Vegetative lines consists in planting vetiver grass lines following the contour lines, along stream banks and roadsides, in order to create a hedge. These hedges act like semi-permeable barriers, aimed to hinder surface erosion as they slown down run-off and retain sediments picked up by excess rainwater. This set-up improves water infiltration and helps to increase the ground moisture level. Their root systems also help stabilize the soil and prevent further soil erosion.
In order to achieve vegetative lines, vetiver bunches are dug up and separated into sprouts, cut to a length of 10 cm and then replanted 10-15 cm apart from each other along the contour lines, right before the rainy season starts. On slopes steeper than 10%, the hedges are located 5 m apart from each other on vertical distance, forming lines about 200 m long. The work starts at the top of the slope and continues downslope. Usually a double line of vetiver grass is recommended in order to create more efficient hedges.
Very similar to the intervention described above is the so called Vegetative lines with cactus. The latter is based on the same principle of the Vegetative lines with vetiver but it is suitable for drier environmental conditions (0 – 600mm). Like some other interventions, over time, this type of intervention can lead to the formation of terraces due to tillage and water erosion between the hedges.

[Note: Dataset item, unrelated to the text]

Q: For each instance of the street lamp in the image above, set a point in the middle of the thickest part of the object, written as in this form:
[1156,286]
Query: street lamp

Looking at the economic investment, the cost of the intervention is mostly influenced by the slope, and therefore the number of lines that need to be planted, availability of materials and labour. Nevertheless, maintenance plays a very important role in this type of intervention and its cost must be taken into account. It is often needed to fill the gaps along the hedges in order to keep their efficiency as barriers. Before the dry season, the height of vetiver grass bunches needs to be reduced and kept down to approximately 50 cm in order to prevent them from burning. It is also worth remembering that vetiver grass is not suitable for fodder because it is not appetizing, therefore the cut material is usually used for mulching.